New company helps O&P product developers test and market devices

ark Ford, formerly head of the O&P company Catdaddy Consulting, has expanded his team, developed more services, and created a new firm: NuTech Synergies. NuTech focuses on helping innovators get their new ideas and technologies into the hands of O&P clinicians to improve patient care. Ford’s background includes years of working at WillowWood, Touch Bionics, and OPIE Software, as well as helping to lead a multilocation patient-care facility in New York. That varied experience helped him find a business niche and a path in his new career. “It became clear to me that early-stage product and technology development companies all need similar things and face similar pressures. They are doing a great job of solving very specific patient needs in orthotics or prosthetics, but they lack the resources to test and market their devices,” he says. “The NuTech team’s job is to help them take these innovative ideas and turn them into successful products that can help lots of patients.” Smaller innovators may have trouble affording a testing venue, marketing expertise, regulatory guidance, and a sales force—all critical elements in successfully launching a new product, notes Ford. NuTech offers a team of 11 experts, including clinicians, salespeople, practice managers, and reimbursement experts. NuTech recently opened a research facility in Indianapolis, along with a small patient-care facility, where innovators have access to a pool of patients and can share the costs of testing their new ideas. “We opened the clinic in September and already have more than 30 patients who are interested in trying new things,” says Ford. “We also conduct clinical research with academic institutions. We supply the clinicians and the patients, and we follow the university’s protocols. The universities analyze the data, and together we can present on these new technologies and patient-care concepts.” NuTech is working with several technology partners, including Amparo Prosthetics and a UK company called 2PD Ltd. It is also working with Nabtesco, an established Japanese firm that is

working to increase awareness of its unique prosthetic knees. The company’s strategy is based around working with technology partners who have noncompetitive products. Says Ford, “With our approach, our tech partners can cooperate and even collaborate with one another while sharing costs. In one situation, we have three of our tech partners all included in the same research study. They each bring a different element to our understanding of patients and gathering quantitative data.” NuTech seeks out O&P facilities to try new devices and integrate them into their practices. “We know a number of facilities who are serious about being innovative leaders in their markets and are willing to take the time and effort to master new technologies,” explains Ford. “A core group of early-adopter practices can learn about these new technologies, try them with an open mind, and provide consistent feedback.” As technology continues to advance, NuTech sees its larger role as finding ways to quantify the effects of orthotic and prosthetic solutions. “We need to go beyond a description of what we provide and show that our services and technologies improve the daily lives of the patients we serve,” Ford says. “The O&P community is treated like durable medical equipment providers because we don’t have enough data to prove how we are medical professionals. That’s where the field has to evolve.” Ford believes that O&P must create protocols for what it does, defining the steps and processes of patient care, and how new technologies fit into patient-care protocols. “Proving new ideas has historically been the space for the larger companies in our profession, but we need to find ways to allow a wider range of companies to be successful in developing new solutions for our patients,” he says. “Our goal at NuTech is to create a systematic approach to nurturing younger companies’ ideas, helping them to quantify the value of their technologies and to bring their innovations to market.” Deborah Conn is a contributing writer to O&P Almanac. Reach her at deborahconn@verizon.net.

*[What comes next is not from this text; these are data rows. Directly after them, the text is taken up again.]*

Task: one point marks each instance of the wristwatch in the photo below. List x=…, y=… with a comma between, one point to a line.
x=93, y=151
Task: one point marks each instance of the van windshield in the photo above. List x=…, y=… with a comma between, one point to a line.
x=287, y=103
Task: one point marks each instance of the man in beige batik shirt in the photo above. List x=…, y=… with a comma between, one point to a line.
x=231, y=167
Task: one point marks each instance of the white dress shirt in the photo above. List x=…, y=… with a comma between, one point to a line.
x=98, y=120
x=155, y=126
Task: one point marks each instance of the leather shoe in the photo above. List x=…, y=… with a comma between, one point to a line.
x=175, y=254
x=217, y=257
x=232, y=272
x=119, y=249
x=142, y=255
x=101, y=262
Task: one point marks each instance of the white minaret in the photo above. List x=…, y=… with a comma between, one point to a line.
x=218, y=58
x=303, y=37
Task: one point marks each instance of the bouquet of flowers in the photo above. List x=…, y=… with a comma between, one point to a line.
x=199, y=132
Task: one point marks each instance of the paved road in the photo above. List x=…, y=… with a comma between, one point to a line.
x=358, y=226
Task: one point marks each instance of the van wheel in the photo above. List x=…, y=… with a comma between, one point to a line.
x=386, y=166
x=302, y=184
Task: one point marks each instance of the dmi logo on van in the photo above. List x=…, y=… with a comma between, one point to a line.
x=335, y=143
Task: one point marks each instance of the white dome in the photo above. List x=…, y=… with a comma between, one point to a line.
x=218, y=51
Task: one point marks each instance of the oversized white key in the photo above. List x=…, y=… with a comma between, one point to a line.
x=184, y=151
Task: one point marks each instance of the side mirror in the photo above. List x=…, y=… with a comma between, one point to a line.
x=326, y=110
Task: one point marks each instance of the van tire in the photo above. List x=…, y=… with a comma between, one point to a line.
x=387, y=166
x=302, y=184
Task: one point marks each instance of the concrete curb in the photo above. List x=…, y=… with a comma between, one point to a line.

PHOTO CREDITS: NUTECH SYNERGIES


AOPA News

SEPTEMBER 12-15, 2024 | CHARLOTTE, NC

Save the Date

AOPA Policy Forum Join AOPA in Washington, DC, to advocate for the profession April 15 and 16 | Washington Marriott Capitol Hill Washington, DC Join forces with other O&P professionals to advocate on behalf of the profession—and your patients! The Policy Forum is your opportunity to learn about the latest legislative and regulatory issues and how they will affect you, your business, and your patients. Don’t miss this chance to educate members of Congress about the importance of O&P care for patients living with limb loss/difference and limb impairment. Visit the AOPA website for details.

AOPA Quick Coder Available Now! Purchase the newly published 2024 AOPA Quick Coder to stay current on O&P coding. A speedy reference to the HCPCS codes for all orthotic, shoe, and prosthetic codes and modifiers, the Quick Coder also provides references for inpatient billing and off-the-shelf vs. custom-fit coding. Changes to the codes are now being made on a biannual basis. If a change is made during the year and you have purchased the Quick Coder, AOPA will notify you. This will ensure your Quick Coder remains up to date throughout the year. The cost is $30 for members and $80 for nonmembers. Visit My AOPA Connection or the AOPA website to purchase. Contact info@aopanet.org with any questions.

Mark your calendar for the AOPA National Assembly in September The 2024 AOPA National Assembly, with a theme of “Ignite 24,” takes place Sept. 12-15 in Charlotte, North Carolina. Plan now to attend this year’s Assembly.

• • • • •

Why attend? Earn continuing education credits Hear from physicians, researchers and top-notch practitioners Participate in hands-on learning and demonstrations Network with an elite and influential group of professionals Explore the largest O&P exhibit hall in the western hemisphere, featuring devices, products, services, tools, and the latest technology from exhibitors around the world. Call for Papers Submit your proposal by March 30! For details, visit aopanet.org/2024-national-assembly.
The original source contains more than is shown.